Risk Measure: Standard Deviation

Standard deviation is probably used the most to measure security's risk. Standard deviation is a statistical term that is computed using the annual rate of return of a security to provide a good indication of the security's volatility. It simply quantifies how much a series of security's returns varies around their mean, or average.

Standard deviation is a way of putting a security's performance swings into a single number, regardless whether the security delivers good or bad return. The more a security's returns fluctuate from month to month, the greater its standard deviation, the riskier the security is. Standard deviation contains both systematic (market) and unsystematic (specific) risk.

To illustrate the concept, let's review the following examples.

A security that gained 1% each and every month over the past 36 months would have a standard deviation of zero, because its monthly returns didn't change from one month to the next.

A security that lost 1% each and every month would also have a standard deviation of zero, because, again, its returns didn't vary.

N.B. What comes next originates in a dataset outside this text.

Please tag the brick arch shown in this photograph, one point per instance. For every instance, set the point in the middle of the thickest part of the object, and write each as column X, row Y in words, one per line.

A security that gained 5% one month, 25% the next, and -7% the next would have a much higher standard deviation; its returns have been more varied. 

Investors like using standard deviation because it provides a precise measure of how varied a security's returns have been over a particular time period in the past. Using the past standard deviation, you can predict the range of returns your security is likely to generate in the future. 

For most securities, future monthly returns will fall within the following ranges.

  • Within one standard deviation of its average return 68% of the time
  • Within two standard deviations 95% of the time.

For instance, a security has a standard deviation of 4% and an average return of 10% per year. It's predicted that:

68% of the time, the security's future returns would range between 6% and 14% (its 10% average plus or minus its 4% standard deviation).

95% of the time, its returns would fall between 2% and 18%, or within two standard deviations. 

It's possible to own a security with a low standard deviation and still lose money, although that's rare. Over short time frames, securities with modest standard deviations tend to lose less money than those with high standard deviations. 

A security is possible to have higher average return then another security but still has smaller standard deviation than the other security. The tradeoff between standard deviation and average return doesn’t hold for individual securities, but it does for asset classes.

A drawback of standard deviation is that it isn't intuitive. A standard deviation of 8% is obviously higher than a standard deviation of 6%, but are those high or low figures? Because a security's standard deviation is not compared to other securities or to a benchmark, it is not very useful to you without some context. You should look at similar securities, those in the same category as the security you're examining. You can compare a fund's standard deviation with a relevant index. The S&P 500, a common benchmark for large-cap funds.